Tuesday, December 4, 2007

Work Life Balance

Generally, in architectural practises, office hours get stretched a little bit. Not only for junior ranks or interns during peak periods – it’s common. You know - architectural practices have a lot of hour-sucking work. Funny enough, architects are often proud of that.

Being surrounded mostly by colleagues younger than thirty might be a good indicator for an office with a bad work life balance policy. People tend to leave these kind of places when they get older and switch to a firm that reflects their demands for life: spend time with family and kids, develop new interests, learning a language, charity work, ...

I don't mind hard work – but it's important to have a life outside the office. Architects have to give their clients an optimistic outlook to something new. How should they do that if they’re just staying in the office?

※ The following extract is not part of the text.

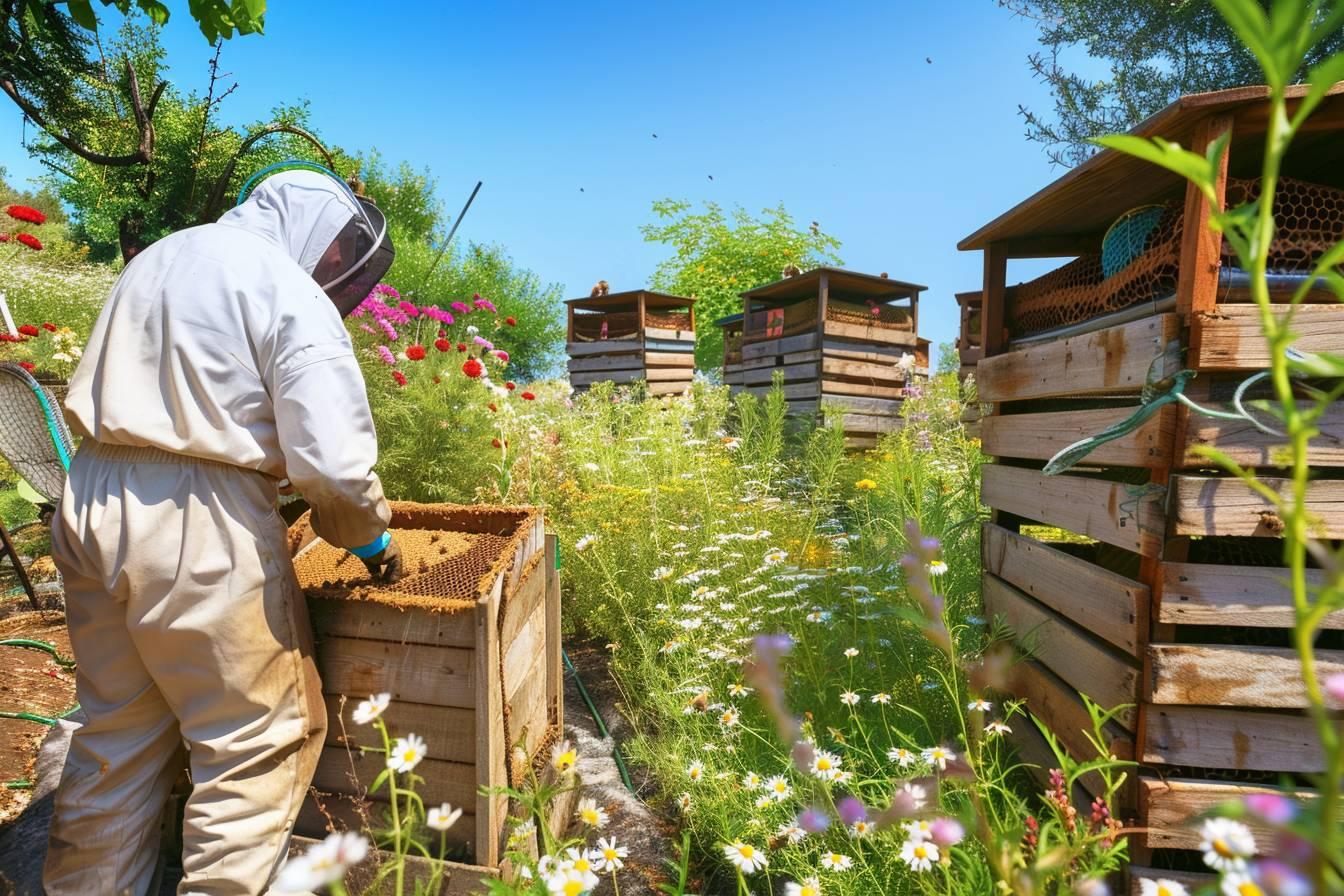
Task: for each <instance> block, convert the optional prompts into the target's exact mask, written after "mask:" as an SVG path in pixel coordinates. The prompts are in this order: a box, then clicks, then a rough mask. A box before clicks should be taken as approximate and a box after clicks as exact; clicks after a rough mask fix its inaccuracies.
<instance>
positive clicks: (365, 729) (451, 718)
mask: <svg viewBox="0 0 1344 896" xmlns="http://www.w3.org/2000/svg"><path fill="white" fill-rule="evenodd" d="M362 699H363V697H353V696H352V697H349V699H347V700H345V712H344V715H343V713H341V711H340V703H341V699H340V696H336V695H325V696H324V700H325V701H327V744H328V746H332V747H345V746H349V747H355V746H360V744H362V746H364V747H382V746H383V744H382V742H380V740H379V739H378V733H376V732H375V731H374V729H372V728H371V727H367V725H356V724H355V723H353V721H351V717H349V713H351V712H352V711H353V709H355V705H356V704H358V703H359V700H362ZM382 717H383V720H384V721H386V723H387V728H388V731H392V732H396V733H406V732H407V731H414V732H415V733H418V735H419V736H421V737H423V739H425V746H426V751H427V752H426V755H427V756H429V758H430V759H446V760H449V762H461V763H474V762H476V711H474V709H462V708H458V707H429V705H425V704H422V703H402V701H399V700H396V701H392V703H391V705H388V707H387V709H386V711H383V716H382Z"/></svg>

In many architectural practices employees hardly have any influence whether or not they have to do overtime work. If you got a deadline, people naturally expect you to stay (overnight). Have you ever done a design competition without night shifts? Especially in small architectural practices there is usually no possibility of refusing overtime work. Yet, in some cases you would get the office in big troubles (and you wouldn’t be a good colleague). Stupidly, many employees in architectural offices don’t even get any extra financial compensation for overtime.These are elements of employees’ weak "time-sovereignty" which strongly affects the work-life balance. Unfortunately it’s part of the architect’s working culture.